1. Some people ferment, dry hop, and serve all from the same keg.
2. Some ferment and dry hop in the keg, but then move the beer to a serving keg to get it off the yeast, trub, hops, whatever.
3. And some use three kegs. Ferment in keg1, dry hop in keg2, and serve in keg3.
There may even be other combinations or different ways to do this.
Here's what I did.....
My first one, a pale ale, Verdant yeast, OG 1.054. I did option #3. I transferred about 4.0 - 4.5 gallons from my boil kettle. Fermentation and CO2 transfers went fine, no issues other than hop aroma and flavor wasn't as pronounced as I'd hoped. I may have pushed the transfer into the serving keg too fast. I wonder if a slower transfer would have kept the flavor more intact, because the aroma coming off the blowoff during transfer was amazing.

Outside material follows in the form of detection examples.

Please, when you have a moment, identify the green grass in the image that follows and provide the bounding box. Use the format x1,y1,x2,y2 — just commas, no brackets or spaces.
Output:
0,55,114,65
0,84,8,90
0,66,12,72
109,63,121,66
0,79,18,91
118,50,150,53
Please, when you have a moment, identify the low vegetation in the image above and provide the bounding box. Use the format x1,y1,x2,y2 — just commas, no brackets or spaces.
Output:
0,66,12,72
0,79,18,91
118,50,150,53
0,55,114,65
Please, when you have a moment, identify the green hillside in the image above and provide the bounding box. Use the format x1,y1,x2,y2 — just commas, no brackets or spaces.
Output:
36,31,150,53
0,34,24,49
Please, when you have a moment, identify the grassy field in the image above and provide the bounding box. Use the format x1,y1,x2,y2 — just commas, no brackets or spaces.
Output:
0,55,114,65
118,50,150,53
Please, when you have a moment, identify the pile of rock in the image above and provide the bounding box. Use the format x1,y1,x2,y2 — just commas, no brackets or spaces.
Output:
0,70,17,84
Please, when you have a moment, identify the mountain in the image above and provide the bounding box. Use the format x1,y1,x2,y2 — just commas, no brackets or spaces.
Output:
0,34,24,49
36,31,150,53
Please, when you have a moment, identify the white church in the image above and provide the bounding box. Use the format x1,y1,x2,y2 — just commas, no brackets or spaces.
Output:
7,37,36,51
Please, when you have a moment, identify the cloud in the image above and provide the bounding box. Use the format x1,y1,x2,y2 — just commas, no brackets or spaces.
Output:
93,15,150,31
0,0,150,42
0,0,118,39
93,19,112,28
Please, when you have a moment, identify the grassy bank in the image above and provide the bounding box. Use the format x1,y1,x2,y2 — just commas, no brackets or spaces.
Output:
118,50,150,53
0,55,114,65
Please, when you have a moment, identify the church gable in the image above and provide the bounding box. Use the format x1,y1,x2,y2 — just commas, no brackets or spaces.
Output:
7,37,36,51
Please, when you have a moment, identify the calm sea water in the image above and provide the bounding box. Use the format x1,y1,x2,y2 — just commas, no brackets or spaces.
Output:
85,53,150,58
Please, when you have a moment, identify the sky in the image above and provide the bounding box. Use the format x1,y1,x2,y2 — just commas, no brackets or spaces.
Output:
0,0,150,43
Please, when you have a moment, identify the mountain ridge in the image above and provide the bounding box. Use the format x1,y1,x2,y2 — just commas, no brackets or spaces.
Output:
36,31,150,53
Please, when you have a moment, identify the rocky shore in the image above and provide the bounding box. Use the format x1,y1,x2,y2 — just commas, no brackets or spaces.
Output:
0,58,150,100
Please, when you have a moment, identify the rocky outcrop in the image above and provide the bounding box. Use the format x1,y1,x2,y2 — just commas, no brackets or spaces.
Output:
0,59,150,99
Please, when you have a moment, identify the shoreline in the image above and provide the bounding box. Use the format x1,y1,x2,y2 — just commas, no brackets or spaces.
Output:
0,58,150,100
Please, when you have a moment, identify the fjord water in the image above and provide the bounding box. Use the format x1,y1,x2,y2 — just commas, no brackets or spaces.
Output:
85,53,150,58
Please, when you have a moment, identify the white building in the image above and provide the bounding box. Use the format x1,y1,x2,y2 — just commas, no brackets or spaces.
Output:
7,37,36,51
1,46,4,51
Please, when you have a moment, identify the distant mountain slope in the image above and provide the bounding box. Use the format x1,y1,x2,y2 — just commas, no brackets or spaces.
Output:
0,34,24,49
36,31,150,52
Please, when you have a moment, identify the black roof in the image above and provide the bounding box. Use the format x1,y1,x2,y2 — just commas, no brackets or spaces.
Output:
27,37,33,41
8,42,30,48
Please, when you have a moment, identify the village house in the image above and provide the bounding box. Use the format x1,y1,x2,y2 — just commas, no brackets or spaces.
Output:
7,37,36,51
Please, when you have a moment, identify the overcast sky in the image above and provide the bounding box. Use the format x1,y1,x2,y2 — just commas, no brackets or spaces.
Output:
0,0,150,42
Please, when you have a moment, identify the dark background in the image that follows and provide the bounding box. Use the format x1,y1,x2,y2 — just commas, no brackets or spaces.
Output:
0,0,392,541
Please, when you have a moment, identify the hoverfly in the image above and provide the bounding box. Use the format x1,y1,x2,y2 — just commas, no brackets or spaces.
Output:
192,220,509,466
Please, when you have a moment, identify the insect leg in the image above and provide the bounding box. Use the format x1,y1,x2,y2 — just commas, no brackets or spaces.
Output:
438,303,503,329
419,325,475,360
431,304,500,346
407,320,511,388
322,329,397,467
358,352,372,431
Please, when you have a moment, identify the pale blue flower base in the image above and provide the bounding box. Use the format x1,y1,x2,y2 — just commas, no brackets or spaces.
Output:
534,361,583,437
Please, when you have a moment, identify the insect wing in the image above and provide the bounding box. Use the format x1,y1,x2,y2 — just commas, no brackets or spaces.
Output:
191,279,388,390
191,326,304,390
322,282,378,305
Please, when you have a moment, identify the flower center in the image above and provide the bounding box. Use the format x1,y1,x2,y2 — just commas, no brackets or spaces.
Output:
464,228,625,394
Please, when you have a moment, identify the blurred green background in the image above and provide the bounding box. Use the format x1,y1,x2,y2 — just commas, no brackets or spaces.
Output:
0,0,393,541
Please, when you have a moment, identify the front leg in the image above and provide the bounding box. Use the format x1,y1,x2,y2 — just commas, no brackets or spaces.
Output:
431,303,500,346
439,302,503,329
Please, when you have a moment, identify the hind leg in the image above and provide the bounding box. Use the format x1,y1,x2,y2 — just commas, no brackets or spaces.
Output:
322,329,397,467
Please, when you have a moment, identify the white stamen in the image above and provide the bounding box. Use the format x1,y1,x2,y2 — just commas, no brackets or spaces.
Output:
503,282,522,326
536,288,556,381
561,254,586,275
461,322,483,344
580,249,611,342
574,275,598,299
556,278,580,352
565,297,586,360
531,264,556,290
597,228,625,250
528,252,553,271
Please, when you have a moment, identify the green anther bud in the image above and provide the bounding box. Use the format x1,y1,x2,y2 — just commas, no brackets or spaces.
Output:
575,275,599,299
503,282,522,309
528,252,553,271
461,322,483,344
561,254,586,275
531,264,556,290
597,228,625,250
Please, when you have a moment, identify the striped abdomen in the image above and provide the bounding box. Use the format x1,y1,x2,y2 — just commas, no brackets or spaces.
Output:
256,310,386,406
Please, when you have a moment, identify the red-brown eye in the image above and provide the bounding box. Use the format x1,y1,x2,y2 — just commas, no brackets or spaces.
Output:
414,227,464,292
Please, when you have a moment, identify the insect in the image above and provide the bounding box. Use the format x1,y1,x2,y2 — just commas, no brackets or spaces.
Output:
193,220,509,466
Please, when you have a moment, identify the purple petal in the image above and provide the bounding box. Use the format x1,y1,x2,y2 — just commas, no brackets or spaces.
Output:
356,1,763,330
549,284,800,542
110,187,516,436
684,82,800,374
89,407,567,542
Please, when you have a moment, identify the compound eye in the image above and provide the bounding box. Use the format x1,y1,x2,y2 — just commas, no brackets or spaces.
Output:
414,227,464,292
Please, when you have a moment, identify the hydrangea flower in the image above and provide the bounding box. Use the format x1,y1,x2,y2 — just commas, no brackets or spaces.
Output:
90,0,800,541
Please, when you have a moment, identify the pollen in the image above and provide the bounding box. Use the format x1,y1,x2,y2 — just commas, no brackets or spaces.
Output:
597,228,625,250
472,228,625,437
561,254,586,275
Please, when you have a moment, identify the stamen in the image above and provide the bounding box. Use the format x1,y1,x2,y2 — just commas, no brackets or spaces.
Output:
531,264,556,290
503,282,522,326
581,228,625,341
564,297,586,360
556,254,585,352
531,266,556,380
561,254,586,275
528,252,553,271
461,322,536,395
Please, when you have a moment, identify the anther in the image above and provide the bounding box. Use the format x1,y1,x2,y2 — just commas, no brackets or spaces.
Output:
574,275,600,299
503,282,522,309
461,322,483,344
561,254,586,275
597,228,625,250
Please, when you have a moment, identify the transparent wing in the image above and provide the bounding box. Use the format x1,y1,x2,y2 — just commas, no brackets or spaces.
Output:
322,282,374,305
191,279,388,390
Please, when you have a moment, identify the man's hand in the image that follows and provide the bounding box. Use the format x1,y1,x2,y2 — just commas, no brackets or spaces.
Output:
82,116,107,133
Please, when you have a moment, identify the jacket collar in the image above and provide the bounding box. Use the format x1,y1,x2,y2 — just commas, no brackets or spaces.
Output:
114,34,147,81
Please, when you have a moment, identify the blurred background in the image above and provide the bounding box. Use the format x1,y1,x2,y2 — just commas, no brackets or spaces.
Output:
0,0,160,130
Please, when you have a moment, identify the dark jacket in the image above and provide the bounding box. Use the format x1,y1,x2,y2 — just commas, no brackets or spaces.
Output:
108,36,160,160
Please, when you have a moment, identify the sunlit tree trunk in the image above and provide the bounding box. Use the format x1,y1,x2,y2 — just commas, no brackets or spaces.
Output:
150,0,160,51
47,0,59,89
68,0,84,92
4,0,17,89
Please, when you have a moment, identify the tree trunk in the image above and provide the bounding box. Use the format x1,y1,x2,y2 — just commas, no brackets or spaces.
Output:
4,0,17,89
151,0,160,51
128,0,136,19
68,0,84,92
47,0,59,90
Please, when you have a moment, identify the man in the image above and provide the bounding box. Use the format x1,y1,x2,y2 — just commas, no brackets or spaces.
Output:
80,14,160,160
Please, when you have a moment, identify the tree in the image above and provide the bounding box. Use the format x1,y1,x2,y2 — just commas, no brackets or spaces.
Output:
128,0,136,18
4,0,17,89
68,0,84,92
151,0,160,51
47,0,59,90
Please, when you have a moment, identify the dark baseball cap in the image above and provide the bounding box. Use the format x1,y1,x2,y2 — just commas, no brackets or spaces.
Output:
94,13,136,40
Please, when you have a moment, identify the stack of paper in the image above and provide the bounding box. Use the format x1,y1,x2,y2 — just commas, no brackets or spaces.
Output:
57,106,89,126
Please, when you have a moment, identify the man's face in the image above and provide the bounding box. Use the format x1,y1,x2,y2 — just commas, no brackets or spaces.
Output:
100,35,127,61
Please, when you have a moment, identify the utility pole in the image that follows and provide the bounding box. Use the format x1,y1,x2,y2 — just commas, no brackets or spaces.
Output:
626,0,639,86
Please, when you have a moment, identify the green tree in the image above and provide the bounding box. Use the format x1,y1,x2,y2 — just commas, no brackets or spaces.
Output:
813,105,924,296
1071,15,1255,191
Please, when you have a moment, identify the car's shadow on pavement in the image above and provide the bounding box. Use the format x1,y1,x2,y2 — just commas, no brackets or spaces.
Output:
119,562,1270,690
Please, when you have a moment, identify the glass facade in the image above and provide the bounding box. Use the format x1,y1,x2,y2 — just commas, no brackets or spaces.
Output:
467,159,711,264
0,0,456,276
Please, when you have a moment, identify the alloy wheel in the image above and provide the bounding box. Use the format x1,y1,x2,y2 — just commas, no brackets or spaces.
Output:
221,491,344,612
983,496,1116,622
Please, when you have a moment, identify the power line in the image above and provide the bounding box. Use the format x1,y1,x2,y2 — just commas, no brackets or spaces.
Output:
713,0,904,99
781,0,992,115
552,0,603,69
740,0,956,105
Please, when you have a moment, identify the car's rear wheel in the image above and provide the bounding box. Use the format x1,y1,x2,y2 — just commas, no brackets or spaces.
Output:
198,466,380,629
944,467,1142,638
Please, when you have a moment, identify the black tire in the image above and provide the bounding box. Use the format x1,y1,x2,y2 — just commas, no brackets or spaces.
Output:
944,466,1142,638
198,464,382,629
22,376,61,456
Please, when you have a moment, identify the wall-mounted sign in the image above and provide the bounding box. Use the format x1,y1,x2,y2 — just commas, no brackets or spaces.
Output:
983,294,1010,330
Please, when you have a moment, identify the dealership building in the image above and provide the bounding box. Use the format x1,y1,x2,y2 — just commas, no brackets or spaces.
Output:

My current beer fermenting is a Raging Irish Red, WLP001, OG 1.058 with no dry hops, option 2 above. I pushed this one a little further by transferring around 4.75 gallons, actually a little more with the yeast starter. I have a jumper running from keg1 gas-in over to keg2 beer-out and on day 2 or 3 I could see krausen moving over to keg2, despite adding 8-10 drops of Fermcap S to keg1 at the start of fermentation. After a day or so it stopped. I'm also using a spunding valve on this one. It's set to 10 psi.
As I said, limited experience. I'm learning as I go.